Le concept de surélévation d’immeubles développé par MonToit et Moi, filiale d’Adamia de Caluire-et-Cuire (Rhône), devrait se concrétiser dans le centre de Nice (Alpes-Maritimes). Le promoteur espère en effet y démarrer cet automne trois chantiers conduits sous la maîtrise d’œuvre de l’agence Griesmar Architectes (mandataire), associée aux bureaux d’études Cinfora (fluides) et Aster BTP (structure). Le premier consiste à ajouter trois étages (750 m2 SP) sur un immeuble en R + 2, boulevard Joseph-Garnier. Le second, conçu également avec Obada Studio, vise à créer deux niveaux (560 m2 SP) sur un immeuble en R + 3, avenue de la République. Le dernier chantier, étudié cette fois-ci avec Adnet Architecture, se situera rue des Orangers. Dans ce bâtiment en R + 3, deux étages et demi seront ajoutés (640 m2 SP) pour s’aligner sur le faîtage des immeubles voisins.

Ossature bois. Le processus est toujours le même. Mon Toit et Moi achète un droit de construction aérien au propriétaire du bien et, en contrepartie, s’engage à rénover les façades et les espaces communs. Il peut même installer un ascenseur.

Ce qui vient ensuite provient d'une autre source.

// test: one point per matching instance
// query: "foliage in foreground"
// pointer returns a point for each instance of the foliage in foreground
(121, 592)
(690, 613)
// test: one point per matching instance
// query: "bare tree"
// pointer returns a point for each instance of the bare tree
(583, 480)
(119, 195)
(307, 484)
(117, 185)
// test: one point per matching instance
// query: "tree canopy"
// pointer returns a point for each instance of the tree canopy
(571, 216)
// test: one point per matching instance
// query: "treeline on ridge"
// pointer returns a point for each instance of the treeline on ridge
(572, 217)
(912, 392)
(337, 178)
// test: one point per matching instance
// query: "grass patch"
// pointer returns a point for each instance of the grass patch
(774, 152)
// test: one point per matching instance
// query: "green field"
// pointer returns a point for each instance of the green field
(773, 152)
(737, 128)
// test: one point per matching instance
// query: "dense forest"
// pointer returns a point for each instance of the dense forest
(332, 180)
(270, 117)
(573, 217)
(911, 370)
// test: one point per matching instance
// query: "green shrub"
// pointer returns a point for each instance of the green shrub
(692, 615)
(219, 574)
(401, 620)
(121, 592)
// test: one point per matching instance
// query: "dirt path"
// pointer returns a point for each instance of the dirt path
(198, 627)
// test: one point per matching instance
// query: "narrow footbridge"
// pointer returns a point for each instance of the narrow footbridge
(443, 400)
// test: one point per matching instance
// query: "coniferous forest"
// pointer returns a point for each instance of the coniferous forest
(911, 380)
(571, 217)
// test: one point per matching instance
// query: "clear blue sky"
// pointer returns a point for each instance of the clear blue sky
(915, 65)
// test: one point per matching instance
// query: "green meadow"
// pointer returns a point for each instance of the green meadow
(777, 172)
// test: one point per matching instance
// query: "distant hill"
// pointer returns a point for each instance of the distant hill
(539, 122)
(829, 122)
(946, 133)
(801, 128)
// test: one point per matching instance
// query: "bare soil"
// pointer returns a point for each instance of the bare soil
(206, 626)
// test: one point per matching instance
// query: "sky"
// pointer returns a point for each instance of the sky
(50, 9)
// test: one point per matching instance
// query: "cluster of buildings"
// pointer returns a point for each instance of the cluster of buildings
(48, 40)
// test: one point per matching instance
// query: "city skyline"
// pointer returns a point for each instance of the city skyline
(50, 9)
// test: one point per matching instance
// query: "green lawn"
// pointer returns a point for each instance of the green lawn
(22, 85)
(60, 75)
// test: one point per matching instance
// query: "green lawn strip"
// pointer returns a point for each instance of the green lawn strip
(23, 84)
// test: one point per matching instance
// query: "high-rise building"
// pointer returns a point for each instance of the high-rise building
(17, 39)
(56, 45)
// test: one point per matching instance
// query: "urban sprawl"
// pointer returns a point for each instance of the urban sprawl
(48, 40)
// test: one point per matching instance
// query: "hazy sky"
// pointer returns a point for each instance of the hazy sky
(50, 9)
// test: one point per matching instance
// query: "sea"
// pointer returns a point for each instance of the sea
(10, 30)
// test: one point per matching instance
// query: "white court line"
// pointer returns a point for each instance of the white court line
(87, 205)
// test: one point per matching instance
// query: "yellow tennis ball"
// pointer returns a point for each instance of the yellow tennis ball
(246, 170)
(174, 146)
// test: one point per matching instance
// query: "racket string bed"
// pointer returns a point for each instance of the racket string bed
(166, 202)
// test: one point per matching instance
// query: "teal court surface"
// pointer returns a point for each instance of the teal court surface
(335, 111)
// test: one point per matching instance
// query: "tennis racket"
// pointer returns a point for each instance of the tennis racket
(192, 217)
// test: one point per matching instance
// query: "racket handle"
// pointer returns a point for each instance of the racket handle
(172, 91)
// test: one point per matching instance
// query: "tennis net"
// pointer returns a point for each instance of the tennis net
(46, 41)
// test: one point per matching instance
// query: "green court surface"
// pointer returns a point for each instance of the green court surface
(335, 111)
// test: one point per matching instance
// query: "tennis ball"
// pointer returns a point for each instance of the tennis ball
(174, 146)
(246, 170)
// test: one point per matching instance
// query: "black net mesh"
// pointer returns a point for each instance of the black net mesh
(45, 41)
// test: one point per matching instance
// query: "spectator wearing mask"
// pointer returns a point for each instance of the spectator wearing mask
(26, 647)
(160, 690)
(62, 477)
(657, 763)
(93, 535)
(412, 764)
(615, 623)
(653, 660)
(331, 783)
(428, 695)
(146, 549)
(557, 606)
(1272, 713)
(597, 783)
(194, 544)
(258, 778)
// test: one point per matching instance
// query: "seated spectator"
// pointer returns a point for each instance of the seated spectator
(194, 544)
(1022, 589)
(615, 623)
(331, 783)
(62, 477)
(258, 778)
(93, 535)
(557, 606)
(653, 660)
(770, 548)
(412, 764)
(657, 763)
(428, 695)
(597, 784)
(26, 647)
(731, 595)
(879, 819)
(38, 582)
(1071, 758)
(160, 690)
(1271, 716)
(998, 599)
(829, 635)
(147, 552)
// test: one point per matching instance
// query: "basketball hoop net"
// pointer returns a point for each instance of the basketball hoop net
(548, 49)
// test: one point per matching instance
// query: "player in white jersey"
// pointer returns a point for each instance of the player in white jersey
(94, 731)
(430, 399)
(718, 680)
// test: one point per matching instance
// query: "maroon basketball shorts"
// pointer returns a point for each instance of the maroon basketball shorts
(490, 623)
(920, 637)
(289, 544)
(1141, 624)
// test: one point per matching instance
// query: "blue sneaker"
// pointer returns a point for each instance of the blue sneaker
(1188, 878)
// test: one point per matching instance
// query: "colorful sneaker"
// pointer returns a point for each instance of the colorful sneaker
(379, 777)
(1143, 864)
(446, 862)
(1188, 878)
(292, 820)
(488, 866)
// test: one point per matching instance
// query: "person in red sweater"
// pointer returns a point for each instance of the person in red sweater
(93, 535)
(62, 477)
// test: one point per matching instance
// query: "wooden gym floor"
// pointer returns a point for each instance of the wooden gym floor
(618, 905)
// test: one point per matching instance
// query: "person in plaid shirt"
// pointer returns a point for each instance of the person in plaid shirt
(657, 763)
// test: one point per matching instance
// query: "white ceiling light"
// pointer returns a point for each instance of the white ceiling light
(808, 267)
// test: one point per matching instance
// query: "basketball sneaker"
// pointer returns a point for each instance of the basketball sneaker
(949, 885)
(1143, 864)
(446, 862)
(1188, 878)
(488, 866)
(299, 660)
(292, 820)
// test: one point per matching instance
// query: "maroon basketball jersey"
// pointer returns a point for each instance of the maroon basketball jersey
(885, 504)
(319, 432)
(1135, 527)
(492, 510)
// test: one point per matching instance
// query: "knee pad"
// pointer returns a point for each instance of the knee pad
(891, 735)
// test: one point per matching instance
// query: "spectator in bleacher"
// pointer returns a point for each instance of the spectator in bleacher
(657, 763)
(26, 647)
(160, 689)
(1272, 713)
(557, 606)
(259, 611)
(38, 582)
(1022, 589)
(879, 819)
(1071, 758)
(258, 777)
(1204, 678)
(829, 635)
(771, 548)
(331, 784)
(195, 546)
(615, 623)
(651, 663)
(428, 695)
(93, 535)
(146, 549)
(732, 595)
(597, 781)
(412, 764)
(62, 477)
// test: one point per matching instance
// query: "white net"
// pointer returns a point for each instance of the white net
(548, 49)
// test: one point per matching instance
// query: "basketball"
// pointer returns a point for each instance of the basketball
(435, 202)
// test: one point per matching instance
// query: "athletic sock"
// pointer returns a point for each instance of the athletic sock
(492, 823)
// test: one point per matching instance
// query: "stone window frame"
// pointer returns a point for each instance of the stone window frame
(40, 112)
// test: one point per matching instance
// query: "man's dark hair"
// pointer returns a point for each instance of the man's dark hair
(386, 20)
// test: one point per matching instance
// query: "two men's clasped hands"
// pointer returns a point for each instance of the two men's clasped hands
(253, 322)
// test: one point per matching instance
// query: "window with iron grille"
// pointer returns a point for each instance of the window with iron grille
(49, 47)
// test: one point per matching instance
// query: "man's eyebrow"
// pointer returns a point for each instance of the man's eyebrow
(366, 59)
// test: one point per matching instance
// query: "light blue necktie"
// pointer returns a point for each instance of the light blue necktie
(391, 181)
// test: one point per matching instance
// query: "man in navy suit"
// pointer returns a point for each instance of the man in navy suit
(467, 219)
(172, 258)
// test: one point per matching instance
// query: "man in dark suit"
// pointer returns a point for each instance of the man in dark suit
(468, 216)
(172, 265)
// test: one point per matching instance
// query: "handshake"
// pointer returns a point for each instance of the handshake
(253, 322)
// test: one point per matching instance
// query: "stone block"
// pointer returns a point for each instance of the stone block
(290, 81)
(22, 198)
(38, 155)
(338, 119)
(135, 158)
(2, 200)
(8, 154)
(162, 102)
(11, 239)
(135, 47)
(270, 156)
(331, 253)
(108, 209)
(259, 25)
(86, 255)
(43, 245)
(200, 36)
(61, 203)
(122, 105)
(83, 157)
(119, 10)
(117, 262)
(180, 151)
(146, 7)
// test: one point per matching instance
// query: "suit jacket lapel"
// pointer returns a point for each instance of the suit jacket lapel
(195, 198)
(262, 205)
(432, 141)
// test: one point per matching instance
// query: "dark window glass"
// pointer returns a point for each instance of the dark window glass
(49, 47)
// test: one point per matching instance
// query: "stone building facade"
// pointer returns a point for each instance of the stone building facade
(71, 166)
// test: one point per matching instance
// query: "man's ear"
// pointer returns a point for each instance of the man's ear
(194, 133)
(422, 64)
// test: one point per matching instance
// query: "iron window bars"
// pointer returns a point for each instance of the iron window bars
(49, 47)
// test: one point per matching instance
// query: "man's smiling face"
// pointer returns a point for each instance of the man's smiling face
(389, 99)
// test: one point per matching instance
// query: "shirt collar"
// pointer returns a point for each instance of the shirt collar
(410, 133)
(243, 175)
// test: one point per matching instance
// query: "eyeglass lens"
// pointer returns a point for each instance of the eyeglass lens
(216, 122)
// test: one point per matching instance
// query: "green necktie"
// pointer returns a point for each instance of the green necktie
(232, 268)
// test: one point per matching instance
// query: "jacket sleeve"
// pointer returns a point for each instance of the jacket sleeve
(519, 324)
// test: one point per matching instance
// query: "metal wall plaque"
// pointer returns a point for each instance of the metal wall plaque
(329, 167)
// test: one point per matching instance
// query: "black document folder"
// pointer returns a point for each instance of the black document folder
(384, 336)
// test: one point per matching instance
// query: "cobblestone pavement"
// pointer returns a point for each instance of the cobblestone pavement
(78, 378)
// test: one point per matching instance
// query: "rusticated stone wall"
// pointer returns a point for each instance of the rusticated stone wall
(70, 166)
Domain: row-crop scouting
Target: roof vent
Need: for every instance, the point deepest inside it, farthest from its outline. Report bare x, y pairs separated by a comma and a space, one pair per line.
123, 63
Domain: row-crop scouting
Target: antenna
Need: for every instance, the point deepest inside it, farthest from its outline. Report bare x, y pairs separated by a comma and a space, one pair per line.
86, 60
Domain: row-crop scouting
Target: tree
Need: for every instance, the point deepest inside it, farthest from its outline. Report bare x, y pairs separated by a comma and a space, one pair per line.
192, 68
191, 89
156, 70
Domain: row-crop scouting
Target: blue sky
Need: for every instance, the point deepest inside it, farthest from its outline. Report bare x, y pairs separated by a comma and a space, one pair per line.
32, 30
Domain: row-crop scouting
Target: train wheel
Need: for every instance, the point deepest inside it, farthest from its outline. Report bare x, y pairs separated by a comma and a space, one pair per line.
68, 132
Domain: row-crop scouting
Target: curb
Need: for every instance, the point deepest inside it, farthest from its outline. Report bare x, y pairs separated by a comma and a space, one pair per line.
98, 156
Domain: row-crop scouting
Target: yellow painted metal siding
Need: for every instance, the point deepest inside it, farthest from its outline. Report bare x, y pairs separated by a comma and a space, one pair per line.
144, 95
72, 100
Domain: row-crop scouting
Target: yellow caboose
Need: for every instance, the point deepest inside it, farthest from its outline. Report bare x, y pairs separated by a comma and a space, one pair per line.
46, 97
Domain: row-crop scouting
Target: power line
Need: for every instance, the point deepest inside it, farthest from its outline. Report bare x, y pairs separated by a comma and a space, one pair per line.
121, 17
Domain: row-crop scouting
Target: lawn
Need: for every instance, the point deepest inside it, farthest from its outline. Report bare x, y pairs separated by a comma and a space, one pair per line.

Dans le cas de l’immeuble de la rue de la République, grâce au produit de la vente de ce foncier aérien, le propriétaire – le bailleur social 1001 Vies Habitat – disposera des financements pour restructurer et rénover les logements sociaux existants. Pour construire les nouveaux étages, l’ossature bois est la règle en raison de sa légèreté et de la rapidité de sa mise en œuvre. Le procédé possède l’autre avantage d’être adapté aux sites occupés en milieu urbain.

Dans les Alpes-Maritimes, malgré le risque sismique qui oblige à renforcer la structure, le concept fait des émules. Trois autres projets avec la même équipe de maîtrise d’œuvre sont ainsi dans les cartons, à Nice, Cannes et Roquebrune-sur-Argens. « Cette solution permet de densifier la ville sur elle-même tout en offrant des logements de qualité, aérés, avec des espaces extérieurs. Nous préconisons aussi fortement les toitures végétalisées qui apportent de la nature en ville et luttent contre les îlots de chaleur », insiste l’architecte Jean-Baptiste Griesmar. Dans un département qui connaît une forte pression foncière, le prix de vente autour de 7 000 euros HT/m2 compense le coût des travaux, d’environ 2 500 euros HT/m2.